Actual Author Of The Text example essay topic
The popular success of a work really depends on the author's ability to connect with as many readers as possible. The way the book talks about the relationship between the reader and the author, or as the book says, the reader's projection of the author, kind of ties in with the concept of layers in the reading that the previous section in the book was talking about. There is the actual author of the text, but the reader only ever gets to know his concept of the author through the reading - another level of separation from reader to author. I think that this is a really interesting aspect to consider in the reader's interpretation of the events and characters in the novel.
I was struck by the line on page 21 about the language controlling the author as much as the author controls the language. I have had my own personal experiences with writing short fiction stories in a class last term. At first, I had a fairly clear plan of what my story was going to say and how I was going to do that, but sometime during the writing process, my story kind of ran away with me off on its own direction. I wasn't getting very far trying to take control of the story again, so I ultimately let the story take over... as weird as that sounds. Once I was done, I read through the completed story and, to my surprise, it came across as something that I would like to have read much more than what I had actually been planning on writing. I don't know if this is what the Bennett and Royle had in mind when writing that particular part, but it seemed to speak loud and clearly to me.

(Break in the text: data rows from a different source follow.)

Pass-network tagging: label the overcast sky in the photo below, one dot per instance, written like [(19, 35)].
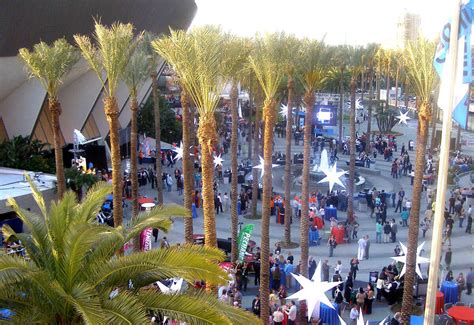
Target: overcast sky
[(352, 22)]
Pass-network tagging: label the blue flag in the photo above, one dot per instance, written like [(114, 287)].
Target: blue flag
[(464, 69)]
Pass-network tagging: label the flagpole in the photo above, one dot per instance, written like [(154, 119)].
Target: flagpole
[(435, 256)]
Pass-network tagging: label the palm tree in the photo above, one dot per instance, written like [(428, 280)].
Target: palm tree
[(111, 54), (134, 75), (422, 77), (265, 62), (290, 56), (355, 67), (235, 59), (312, 77), (49, 64), (153, 62), (73, 275), (197, 60)]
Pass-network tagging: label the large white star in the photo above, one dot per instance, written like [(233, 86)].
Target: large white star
[(332, 177), (403, 118), (218, 160), (261, 166), (419, 259), (313, 290)]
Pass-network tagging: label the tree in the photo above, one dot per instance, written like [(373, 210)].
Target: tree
[(265, 62), (422, 77), (136, 72), (355, 66), (73, 275), (152, 68), (235, 59), (49, 64), (110, 54), (290, 60), (197, 60), (312, 77)]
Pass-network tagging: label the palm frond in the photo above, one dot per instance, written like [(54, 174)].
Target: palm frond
[(187, 262), (50, 63)]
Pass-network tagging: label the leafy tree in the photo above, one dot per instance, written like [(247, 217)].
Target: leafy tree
[(171, 128), (73, 275), (27, 154)]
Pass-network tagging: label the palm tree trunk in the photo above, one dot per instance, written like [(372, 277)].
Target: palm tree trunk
[(207, 138), (350, 185), (133, 156), (289, 129), (341, 110), (55, 109), (156, 110), (413, 231), (369, 113), (256, 141), (269, 113), (188, 185), (309, 100), (234, 96), (112, 113)]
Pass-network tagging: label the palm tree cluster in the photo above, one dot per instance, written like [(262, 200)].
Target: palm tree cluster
[(204, 60)]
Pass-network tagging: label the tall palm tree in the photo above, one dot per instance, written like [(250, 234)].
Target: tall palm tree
[(265, 62), (73, 275), (422, 77), (197, 60), (110, 54), (153, 62), (49, 64), (355, 66), (290, 56), (235, 60), (136, 72), (312, 76)]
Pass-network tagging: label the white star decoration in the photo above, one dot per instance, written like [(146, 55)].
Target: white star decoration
[(173, 288), (313, 291), (218, 160), (419, 259), (332, 177), (179, 151), (403, 118), (261, 166)]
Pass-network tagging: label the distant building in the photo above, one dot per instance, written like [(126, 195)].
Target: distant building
[(408, 28)]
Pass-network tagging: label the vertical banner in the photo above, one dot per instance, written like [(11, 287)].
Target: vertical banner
[(145, 239), (243, 241)]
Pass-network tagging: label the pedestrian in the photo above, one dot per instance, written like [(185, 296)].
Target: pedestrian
[(367, 247), (387, 230), (469, 281), (332, 244), (378, 231), (361, 248), (448, 258)]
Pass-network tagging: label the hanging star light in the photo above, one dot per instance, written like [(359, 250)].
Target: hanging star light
[(332, 177), (403, 118), (419, 259), (314, 291), (218, 160), (261, 166)]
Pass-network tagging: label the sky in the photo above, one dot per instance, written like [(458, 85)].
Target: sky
[(351, 22)]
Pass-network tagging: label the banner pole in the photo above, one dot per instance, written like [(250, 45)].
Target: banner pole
[(435, 256)]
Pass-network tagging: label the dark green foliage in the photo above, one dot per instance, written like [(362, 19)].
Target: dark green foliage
[(24, 153), (171, 129)]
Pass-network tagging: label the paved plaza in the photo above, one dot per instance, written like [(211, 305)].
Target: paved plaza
[(462, 243)]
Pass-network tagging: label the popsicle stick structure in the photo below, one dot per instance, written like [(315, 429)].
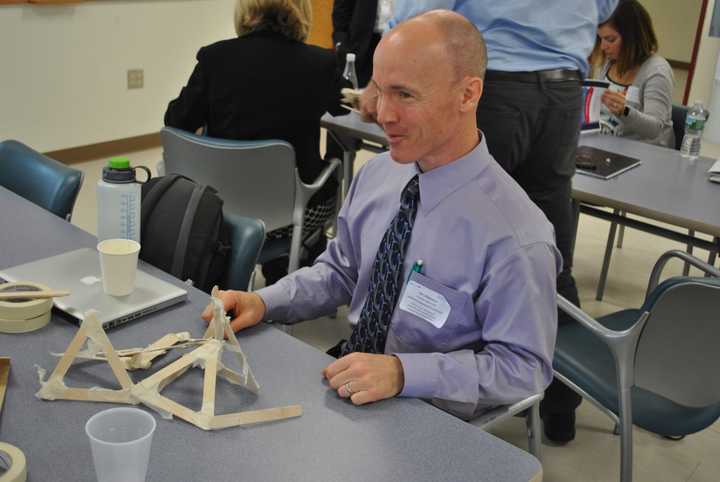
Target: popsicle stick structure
[(207, 356), (55, 389)]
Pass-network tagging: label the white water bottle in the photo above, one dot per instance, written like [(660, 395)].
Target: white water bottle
[(118, 201), (694, 125), (349, 73)]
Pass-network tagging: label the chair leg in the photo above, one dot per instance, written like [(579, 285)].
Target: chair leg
[(534, 431), (626, 448), (713, 253), (295, 247), (606, 260), (689, 249)]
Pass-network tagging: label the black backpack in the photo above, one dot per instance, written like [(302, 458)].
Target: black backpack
[(183, 231)]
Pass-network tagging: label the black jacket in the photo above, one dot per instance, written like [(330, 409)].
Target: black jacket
[(262, 86), (353, 31)]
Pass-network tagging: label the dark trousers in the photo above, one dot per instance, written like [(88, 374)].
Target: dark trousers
[(532, 130)]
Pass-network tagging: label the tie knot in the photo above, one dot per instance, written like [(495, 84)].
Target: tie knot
[(410, 194)]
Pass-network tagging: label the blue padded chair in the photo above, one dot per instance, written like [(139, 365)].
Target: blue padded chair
[(257, 179), (656, 366), (247, 236), (46, 182)]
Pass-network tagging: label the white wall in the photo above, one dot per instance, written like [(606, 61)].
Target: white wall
[(675, 23), (63, 69), (705, 66)]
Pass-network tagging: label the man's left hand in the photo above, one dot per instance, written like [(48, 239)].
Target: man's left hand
[(615, 102), (366, 377)]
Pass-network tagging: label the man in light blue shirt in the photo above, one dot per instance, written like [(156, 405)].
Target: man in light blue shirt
[(530, 114), (474, 326)]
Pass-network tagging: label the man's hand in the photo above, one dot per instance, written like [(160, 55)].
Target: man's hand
[(248, 308), (615, 102), (366, 377), (367, 104)]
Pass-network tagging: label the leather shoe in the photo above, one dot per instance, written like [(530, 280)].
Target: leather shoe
[(559, 427)]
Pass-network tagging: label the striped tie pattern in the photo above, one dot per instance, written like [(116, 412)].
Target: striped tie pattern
[(370, 331)]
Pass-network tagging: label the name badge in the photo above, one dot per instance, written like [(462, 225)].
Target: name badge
[(425, 303)]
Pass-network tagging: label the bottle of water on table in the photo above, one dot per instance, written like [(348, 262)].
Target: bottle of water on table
[(694, 125), (118, 201)]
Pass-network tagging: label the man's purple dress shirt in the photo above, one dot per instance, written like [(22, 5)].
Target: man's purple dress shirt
[(486, 248)]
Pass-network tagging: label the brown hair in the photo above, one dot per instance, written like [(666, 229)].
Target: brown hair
[(292, 18), (634, 25)]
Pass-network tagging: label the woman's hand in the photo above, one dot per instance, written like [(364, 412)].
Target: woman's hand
[(615, 102)]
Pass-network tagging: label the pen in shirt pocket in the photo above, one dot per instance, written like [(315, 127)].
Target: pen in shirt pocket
[(417, 268)]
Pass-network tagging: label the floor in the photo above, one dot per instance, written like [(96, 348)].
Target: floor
[(594, 455)]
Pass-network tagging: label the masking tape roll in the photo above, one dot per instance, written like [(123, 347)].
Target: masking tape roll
[(16, 464), (31, 312), (24, 326)]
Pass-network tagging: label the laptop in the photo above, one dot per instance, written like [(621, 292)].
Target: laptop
[(602, 164), (79, 272)]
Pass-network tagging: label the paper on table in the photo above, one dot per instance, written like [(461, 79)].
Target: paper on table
[(715, 168)]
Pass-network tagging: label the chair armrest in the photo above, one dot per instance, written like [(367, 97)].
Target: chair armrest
[(688, 258), (324, 176), (621, 343)]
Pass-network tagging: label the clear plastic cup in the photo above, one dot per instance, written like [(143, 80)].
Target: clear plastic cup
[(118, 264), (120, 440)]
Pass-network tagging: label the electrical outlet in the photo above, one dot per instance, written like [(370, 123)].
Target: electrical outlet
[(135, 78)]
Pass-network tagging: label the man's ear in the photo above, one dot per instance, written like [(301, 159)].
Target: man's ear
[(472, 91)]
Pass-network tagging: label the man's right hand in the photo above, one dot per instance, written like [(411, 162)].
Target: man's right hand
[(248, 308), (368, 103)]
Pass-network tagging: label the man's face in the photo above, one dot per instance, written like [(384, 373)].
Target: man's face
[(419, 98)]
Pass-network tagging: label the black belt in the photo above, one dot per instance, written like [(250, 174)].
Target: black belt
[(556, 75)]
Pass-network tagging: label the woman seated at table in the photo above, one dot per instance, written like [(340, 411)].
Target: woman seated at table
[(267, 84), (638, 103)]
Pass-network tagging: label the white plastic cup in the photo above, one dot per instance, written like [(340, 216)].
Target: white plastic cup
[(118, 264), (120, 440)]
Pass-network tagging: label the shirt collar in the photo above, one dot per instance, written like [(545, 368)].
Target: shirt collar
[(437, 184)]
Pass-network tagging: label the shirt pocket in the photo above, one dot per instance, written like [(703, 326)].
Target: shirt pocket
[(420, 335)]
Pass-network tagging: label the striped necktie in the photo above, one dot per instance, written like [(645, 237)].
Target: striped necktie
[(371, 329)]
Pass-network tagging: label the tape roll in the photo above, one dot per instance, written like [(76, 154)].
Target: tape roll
[(24, 315), (16, 463), (24, 326)]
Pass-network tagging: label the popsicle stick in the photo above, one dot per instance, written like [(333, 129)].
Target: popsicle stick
[(11, 295)]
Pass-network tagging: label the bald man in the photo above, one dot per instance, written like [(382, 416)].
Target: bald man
[(448, 267)]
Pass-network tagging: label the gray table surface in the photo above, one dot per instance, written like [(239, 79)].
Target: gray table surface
[(394, 440), (665, 187)]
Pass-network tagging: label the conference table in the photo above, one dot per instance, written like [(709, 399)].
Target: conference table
[(393, 440), (665, 187)]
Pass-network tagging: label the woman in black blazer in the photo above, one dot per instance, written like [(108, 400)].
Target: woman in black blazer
[(267, 84)]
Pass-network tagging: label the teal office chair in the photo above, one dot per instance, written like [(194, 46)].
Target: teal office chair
[(247, 236), (39, 179), (656, 366), (257, 179)]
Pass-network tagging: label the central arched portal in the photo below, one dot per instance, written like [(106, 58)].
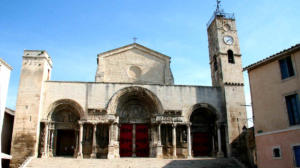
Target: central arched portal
[(64, 138), (135, 109)]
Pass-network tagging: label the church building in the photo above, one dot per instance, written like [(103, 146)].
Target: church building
[(133, 108)]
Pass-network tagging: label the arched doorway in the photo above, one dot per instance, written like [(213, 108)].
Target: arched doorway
[(64, 137), (203, 131), (135, 108)]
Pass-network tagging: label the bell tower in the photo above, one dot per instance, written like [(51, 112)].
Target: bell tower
[(227, 72)]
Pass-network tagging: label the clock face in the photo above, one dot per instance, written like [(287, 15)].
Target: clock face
[(228, 40)]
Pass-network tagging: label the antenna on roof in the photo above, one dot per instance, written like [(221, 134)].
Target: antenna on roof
[(218, 5), (134, 39)]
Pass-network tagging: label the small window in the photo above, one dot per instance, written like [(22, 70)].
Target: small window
[(297, 155), (230, 56), (276, 152), (215, 63), (286, 67), (293, 108)]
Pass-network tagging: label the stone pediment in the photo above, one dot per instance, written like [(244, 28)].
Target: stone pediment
[(134, 46)]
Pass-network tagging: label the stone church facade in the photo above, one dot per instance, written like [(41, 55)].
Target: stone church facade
[(133, 109)]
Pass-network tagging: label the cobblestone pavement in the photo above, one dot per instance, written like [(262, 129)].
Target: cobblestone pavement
[(133, 163)]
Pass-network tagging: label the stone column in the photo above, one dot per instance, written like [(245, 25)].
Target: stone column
[(94, 146), (189, 140), (51, 147), (159, 134), (220, 152), (113, 148), (45, 153), (133, 141), (80, 140), (174, 140), (159, 150)]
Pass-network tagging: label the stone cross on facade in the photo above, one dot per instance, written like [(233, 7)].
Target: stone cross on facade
[(134, 39)]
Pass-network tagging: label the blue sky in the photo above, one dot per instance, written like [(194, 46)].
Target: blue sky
[(74, 32)]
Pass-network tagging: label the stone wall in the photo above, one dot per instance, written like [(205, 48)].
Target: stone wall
[(98, 96)]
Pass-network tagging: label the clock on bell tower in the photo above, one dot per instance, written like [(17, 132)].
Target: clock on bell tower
[(227, 73)]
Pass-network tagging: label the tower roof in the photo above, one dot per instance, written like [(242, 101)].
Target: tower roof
[(219, 13)]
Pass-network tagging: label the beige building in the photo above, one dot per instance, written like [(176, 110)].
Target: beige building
[(5, 70), (133, 109), (6, 135), (275, 89)]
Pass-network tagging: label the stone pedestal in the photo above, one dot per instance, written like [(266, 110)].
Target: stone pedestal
[(113, 152), (159, 151)]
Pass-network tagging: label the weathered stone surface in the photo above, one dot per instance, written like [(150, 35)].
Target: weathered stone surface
[(134, 163)]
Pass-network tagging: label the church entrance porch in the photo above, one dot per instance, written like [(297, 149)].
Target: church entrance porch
[(65, 145), (134, 140), (201, 144)]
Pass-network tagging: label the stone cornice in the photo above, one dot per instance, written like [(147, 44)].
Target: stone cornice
[(233, 84), (6, 64), (273, 57), (131, 46)]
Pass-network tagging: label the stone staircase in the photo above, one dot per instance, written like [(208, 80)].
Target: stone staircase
[(60, 162)]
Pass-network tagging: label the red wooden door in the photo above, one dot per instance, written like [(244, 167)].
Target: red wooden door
[(126, 140), (201, 144), (141, 140)]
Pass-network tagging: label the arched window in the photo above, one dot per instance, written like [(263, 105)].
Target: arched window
[(230, 56), (215, 63)]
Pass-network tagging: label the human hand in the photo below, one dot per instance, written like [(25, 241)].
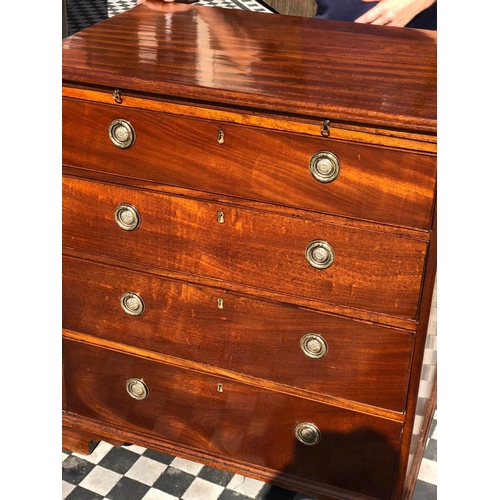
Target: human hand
[(169, 1), (394, 12)]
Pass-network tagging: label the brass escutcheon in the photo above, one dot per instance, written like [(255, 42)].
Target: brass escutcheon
[(307, 433), (132, 303), (137, 388), (320, 254), (127, 217), (313, 345), (324, 166), (121, 133)]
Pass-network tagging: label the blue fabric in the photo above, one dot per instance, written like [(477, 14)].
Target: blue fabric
[(350, 10)]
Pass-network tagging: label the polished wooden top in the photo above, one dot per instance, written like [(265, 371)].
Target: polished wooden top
[(365, 75)]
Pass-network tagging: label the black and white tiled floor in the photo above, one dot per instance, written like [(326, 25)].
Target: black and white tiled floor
[(131, 472)]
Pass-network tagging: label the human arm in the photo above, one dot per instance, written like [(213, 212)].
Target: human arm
[(394, 12)]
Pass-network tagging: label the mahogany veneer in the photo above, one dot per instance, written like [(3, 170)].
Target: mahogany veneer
[(249, 243)]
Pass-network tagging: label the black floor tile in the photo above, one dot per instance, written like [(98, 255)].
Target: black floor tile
[(174, 482), (80, 493), (75, 469), (128, 489), (216, 476), (163, 458), (119, 460), (269, 492), (232, 495)]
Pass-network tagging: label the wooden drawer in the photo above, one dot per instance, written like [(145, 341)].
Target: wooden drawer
[(373, 271), (364, 363), (358, 452), (375, 183)]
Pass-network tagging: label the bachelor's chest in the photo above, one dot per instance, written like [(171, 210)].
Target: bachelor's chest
[(249, 244)]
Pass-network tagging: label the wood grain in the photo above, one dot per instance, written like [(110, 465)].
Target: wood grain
[(369, 75), (371, 270), (242, 421), (364, 363), (377, 184)]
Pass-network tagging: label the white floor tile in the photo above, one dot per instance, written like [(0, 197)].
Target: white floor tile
[(136, 449), (146, 471), (154, 494), (100, 480), (300, 496), (428, 471), (202, 489), (245, 485), (67, 489), (96, 456), (186, 465)]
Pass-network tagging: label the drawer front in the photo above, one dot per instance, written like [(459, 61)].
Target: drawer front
[(270, 340), (374, 183), (370, 270), (233, 420)]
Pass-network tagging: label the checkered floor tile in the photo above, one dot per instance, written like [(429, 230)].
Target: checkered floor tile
[(84, 13), (131, 472), (135, 473)]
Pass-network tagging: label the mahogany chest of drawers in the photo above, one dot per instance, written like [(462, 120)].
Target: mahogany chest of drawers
[(249, 244)]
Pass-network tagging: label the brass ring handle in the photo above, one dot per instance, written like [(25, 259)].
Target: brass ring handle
[(324, 166), (137, 388), (313, 345), (320, 254), (307, 433), (121, 133), (127, 217), (132, 303)]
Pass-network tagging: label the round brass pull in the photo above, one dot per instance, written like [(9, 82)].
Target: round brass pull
[(313, 345), (320, 254), (127, 217), (121, 133), (132, 303), (324, 166), (307, 433), (137, 388)]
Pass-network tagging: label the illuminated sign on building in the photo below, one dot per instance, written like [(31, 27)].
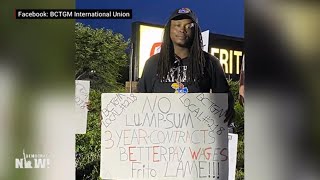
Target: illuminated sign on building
[(228, 59)]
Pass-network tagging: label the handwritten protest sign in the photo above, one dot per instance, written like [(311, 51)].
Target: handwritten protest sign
[(233, 143), (164, 136), (82, 90)]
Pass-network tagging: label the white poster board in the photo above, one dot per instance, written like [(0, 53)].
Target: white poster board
[(82, 89), (164, 136), (233, 146)]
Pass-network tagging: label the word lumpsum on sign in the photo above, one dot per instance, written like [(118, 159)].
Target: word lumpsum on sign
[(164, 136)]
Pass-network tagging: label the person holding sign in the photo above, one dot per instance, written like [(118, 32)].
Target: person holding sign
[(182, 66)]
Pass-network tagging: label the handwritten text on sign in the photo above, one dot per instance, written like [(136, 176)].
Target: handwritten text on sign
[(164, 136)]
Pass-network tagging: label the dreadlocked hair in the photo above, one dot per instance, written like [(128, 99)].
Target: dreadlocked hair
[(166, 56)]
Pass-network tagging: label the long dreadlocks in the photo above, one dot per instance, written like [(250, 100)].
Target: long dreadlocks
[(196, 69)]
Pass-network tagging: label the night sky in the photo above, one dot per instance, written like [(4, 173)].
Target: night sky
[(222, 17)]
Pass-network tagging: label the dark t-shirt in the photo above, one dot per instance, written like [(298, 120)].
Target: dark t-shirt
[(214, 77)]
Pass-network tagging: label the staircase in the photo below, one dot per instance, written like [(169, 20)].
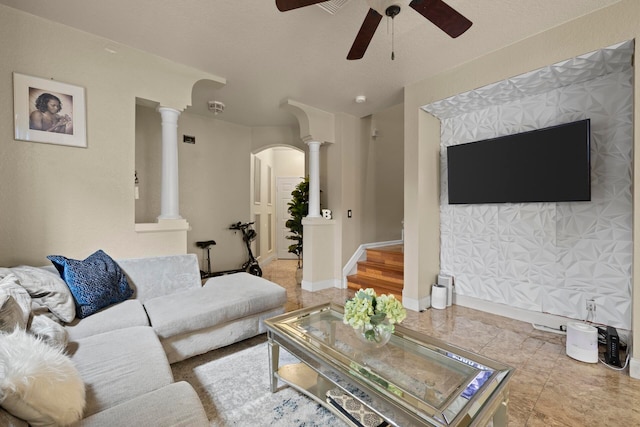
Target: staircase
[(383, 270)]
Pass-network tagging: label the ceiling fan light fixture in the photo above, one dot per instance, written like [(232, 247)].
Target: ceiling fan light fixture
[(216, 106)]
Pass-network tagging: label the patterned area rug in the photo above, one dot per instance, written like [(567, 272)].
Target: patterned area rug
[(233, 385)]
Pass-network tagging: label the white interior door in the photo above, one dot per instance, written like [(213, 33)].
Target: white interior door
[(284, 187)]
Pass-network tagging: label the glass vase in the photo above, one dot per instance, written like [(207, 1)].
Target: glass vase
[(375, 335)]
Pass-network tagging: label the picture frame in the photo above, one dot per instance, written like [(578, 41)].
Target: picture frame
[(49, 111)]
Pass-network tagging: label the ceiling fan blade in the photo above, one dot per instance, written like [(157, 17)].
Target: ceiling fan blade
[(284, 5), (367, 30), (442, 15)]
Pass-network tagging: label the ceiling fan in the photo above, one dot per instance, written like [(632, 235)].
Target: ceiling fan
[(437, 11)]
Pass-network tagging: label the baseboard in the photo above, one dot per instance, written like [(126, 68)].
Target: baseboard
[(545, 319), (634, 368)]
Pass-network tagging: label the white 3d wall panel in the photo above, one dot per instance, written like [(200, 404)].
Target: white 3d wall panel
[(548, 257)]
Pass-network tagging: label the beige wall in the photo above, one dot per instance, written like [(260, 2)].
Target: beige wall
[(600, 29), (387, 164), (67, 200)]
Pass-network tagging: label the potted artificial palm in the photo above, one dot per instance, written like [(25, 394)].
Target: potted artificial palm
[(298, 208)]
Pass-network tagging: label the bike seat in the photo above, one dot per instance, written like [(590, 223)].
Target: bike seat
[(205, 244)]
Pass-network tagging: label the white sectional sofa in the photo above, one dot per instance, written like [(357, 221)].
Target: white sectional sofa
[(123, 352)]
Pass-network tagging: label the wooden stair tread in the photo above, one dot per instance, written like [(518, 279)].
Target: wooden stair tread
[(381, 286), (391, 255), (376, 270), (383, 271), (381, 266)]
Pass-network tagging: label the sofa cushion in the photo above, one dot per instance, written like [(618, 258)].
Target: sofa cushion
[(119, 316), (220, 301), (161, 275), (95, 282), (174, 405), (47, 290), (39, 383), (120, 365), (50, 331)]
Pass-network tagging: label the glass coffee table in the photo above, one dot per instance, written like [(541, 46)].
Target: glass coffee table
[(412, 380)]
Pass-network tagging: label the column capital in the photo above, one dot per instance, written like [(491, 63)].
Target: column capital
[(311, 140), (169, 114)]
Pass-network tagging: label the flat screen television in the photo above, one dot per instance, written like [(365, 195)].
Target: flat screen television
[(544, 165)]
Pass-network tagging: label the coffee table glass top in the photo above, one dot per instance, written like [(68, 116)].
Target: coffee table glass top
[(422, 374)]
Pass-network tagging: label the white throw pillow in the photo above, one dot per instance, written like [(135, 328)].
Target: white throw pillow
[(15, 304), (46, 288), (39, 383)]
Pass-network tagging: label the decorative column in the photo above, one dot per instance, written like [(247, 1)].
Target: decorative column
[(314, 179), (170, 190)]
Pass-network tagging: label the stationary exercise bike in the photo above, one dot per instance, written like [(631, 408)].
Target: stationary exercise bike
[(251, 266)]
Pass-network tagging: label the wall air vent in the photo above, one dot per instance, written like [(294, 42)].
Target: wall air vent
[(332, 6)]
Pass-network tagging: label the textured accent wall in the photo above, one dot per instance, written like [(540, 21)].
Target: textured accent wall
[(549, 257)]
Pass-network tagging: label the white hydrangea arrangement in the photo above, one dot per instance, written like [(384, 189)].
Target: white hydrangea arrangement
[(368, 309)]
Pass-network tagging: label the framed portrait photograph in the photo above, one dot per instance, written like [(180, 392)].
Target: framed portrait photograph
[(48, 111)]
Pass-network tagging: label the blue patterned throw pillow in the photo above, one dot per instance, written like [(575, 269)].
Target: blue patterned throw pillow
[(95, 282)]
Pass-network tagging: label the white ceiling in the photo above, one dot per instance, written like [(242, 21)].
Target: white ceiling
[(269, 56)]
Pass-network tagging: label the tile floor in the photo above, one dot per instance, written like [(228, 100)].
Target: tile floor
[(548, 388)]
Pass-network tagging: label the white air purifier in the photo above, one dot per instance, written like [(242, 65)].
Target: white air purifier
[(582, 342)]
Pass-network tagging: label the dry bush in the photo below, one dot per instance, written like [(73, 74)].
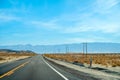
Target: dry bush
[(103, 59)]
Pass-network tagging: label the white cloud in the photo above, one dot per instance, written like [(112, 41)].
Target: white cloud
[(48, 24)]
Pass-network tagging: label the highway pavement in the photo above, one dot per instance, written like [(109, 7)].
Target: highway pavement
[(34, 68)]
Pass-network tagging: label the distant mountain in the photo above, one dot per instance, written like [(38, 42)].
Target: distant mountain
[(15, 51), (63, 48)]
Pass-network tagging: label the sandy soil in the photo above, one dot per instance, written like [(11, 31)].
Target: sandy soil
[(12, 58), (95, 73)]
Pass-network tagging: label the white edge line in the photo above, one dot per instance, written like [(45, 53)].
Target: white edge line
[(56, 70)]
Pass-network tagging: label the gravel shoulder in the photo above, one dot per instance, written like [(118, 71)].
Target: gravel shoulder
[(84, 72)]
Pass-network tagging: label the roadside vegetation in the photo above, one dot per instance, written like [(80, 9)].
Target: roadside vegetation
[(107, 60)]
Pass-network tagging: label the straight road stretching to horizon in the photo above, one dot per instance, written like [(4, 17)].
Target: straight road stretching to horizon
[(34, 68)]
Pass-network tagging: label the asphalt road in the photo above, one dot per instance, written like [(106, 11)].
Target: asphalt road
[(36, 68)]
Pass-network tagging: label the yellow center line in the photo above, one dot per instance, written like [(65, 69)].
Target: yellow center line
[(13, 70)]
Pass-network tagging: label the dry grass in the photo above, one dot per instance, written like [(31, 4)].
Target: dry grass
[(11, 56), (103, 59)]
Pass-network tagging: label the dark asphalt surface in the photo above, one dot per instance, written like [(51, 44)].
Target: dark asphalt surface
[(36, 69)]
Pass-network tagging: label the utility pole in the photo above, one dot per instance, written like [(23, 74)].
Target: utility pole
[(83, 50), (67, 49), (86, 50)]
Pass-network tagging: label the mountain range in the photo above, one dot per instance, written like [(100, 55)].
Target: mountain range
[(69, 48)]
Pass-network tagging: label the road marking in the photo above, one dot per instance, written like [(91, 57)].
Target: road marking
[(13, 70), (56, 71)]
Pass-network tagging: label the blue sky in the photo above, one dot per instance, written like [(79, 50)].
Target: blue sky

I really like how the book refers the author in Barthes' terms as a ghost. A presence sort of there, but not really. It gives the reader space to play around with the writing, to come up with his own interpretations and meanings for the text, whereas if the author were a fully present figure it would limit the interpretations of the text to just one: his. I like how this text reaches back to the previous section about the reader and then presents information about the same kind of concept, but from a different perspective. On page 23 the authors write that "many others are interested in thinking about literature in ways that do not depend on regarding the author as the origin of the meaning of the text or as the authoritative 'presence' in that text".
This kind of draws back to what I had to say about Don Quixote in my last reading response and how Cervantes actually does this in his text by saying that he is only relating the story from some abandoned writings. In that, he separates himself from the writing in a very extreme way. By doing this he also gives himself a lot of room for commentary on the characters and their escapades, which he does quite often.